[HN Gopher] Verifying distributed systems with Isabelle/HOL
       ___________________________________________________________________
        
       Verifying distributed systems with Isabelle/HOL
        
       Author : eatonphil
       Score  : 117 points
       Date   : 2022-10-12 15:02 UTC (7 hours ago)
        
 (HTM) web link (lawrencecpaulson.github.io)
 (TXT) w3m dump (lawrencecpaulson.github.io)
        
       | whispersnow wrote:
       | Martin Kleppmann is the master of any complicated system charts!!
        
       | spinningslate wrote:
       | Enjoyed this. The underlying formalism seems based (I think?) on
       | concurrent, independently-executing processes that are stimulated
       | by messages. That has some similarities with the Actor model [0],
       | albeit Actors support concurrent, intra-process message handling
       | whereas this seems sequential at the individual process level. So
       | maybe more like Communicating Sequential Processes [1].
       | 
       | For anyone more knowledgable on the topic: is that right? And is
       | that model common across other proof systems like TLA?
       | 
       | Second (bonus) question: why separate messages from user input?
       | 
       | Thanks.
       | 
       | [0] https://en.wikipedia.org/wiki/Actor_model [1]
       | https://en.wikipedia.org/wiki/Communicating_sequential_proce...
        
         | mjb wrote:
         | > And is that model common across other proof systems like TLA?
         | 
         | Yes, it's pretty common, and is a really nice abstraction.
         | 
         | TLA+ doesn't use that model, although a lot of TLA+ code is
         | implemented that way. TLA+'s model is basically "shared memory"
         | where any step can access or change any state in any way it
         | likes. That's super flexible, but can feel a little too
         | flexible.
         | 
         | P, on the other hand, is based on a model of state machines
         | that communicate with messages. See this example for a clear
         | illustration of how that works:
         | https://p-org.github.io/P/tutorial/twophasecommit/
        
       | mcguire wrote:
       | " _Even though in reality processes may run in parallel, we do
       | not need to model this parallelism since the only communication
       | between processes is by sending and receiving messages, and we
       | can assume that a process finishes processing one event before
       | starting to process the next event. Every parallel execution is
       | therefore equivalent to some linear sequence of execution steps.

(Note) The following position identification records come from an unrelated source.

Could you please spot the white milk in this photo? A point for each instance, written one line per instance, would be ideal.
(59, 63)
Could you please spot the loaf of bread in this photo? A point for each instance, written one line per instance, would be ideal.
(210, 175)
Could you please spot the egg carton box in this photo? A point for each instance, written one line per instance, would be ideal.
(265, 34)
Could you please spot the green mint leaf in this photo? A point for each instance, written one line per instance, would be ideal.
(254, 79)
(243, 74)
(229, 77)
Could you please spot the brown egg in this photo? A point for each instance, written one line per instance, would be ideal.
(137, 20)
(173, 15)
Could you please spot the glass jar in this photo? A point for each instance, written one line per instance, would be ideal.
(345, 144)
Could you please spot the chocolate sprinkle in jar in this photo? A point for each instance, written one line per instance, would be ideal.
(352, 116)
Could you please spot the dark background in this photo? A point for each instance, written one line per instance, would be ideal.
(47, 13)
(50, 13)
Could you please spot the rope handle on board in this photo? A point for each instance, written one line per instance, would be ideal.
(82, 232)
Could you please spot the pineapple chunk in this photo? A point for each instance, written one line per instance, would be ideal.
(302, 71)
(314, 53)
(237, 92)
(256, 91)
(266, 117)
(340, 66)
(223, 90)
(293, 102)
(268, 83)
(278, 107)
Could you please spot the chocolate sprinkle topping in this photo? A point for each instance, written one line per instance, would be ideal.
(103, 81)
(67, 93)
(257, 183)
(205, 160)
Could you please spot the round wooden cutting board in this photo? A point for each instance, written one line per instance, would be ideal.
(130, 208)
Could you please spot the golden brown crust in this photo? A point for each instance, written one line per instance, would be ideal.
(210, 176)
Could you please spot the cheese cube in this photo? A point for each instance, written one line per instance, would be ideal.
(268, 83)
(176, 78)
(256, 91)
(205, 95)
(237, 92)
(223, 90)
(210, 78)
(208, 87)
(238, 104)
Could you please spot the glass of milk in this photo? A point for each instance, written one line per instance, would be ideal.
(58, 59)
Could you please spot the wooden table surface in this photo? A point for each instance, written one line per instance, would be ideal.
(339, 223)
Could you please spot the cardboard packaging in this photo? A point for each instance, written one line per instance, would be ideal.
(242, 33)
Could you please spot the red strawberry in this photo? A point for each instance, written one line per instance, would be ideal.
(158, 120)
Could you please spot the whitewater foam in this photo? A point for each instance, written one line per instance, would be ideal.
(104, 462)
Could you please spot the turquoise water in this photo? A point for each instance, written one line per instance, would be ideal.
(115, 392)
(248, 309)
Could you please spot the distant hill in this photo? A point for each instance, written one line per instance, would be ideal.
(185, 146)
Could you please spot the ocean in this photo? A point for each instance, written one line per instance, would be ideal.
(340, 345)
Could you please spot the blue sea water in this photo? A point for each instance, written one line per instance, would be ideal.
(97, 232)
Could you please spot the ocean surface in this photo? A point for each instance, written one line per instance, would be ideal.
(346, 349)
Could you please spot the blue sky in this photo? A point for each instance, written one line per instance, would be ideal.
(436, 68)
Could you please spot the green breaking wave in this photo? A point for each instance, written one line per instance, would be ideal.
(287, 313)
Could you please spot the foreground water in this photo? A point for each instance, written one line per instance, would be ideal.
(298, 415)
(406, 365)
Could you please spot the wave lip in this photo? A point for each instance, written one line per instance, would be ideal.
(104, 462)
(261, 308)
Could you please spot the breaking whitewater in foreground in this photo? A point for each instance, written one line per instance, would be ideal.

       | Other formalisations of distributed systems, such as the TLA+
       | language, also use such a linear sequence of steps._ "
       | 
       | Ha-hah! Proving that you can treat "processing one event" as
       | globally atomic was the funnest thing in grad school.
        
       | mjb wrote:
       | > For this reason, formal proofs of correctness are valuable for
       | distributed algorithms.
       | 
       | I have a massive amount of respect for Martin and his work, but I
       | think that this emphasis is the wrong one (if our goal is to
       | increase the correctness of deployed distributed algorithms).
       | 
       | Instead, I like to think (building off work of folks like Ankush
       | Desai, an AWS colleague and creator of P) that the process of
       | specification, and it's products, are more valuable than the
       | creation of a proof. Model checking - either exhaustive or
       | stochastic - is valuable for checking the properties of
       | specifications, but pushing the last step into full proof is
       | often not worth the additional effort. Instead, I think making
       | proof the focus and goal tends to turn most programmers off the
       | whole topic.
       | 
       | I think we should be saying to folks "If you pick up these tools
       | you'll end up with a crisp specification that'll help you move
       | faster at development time, extremely clear documentation of your
       | protocol, and a deeper understanding of what your protocol does"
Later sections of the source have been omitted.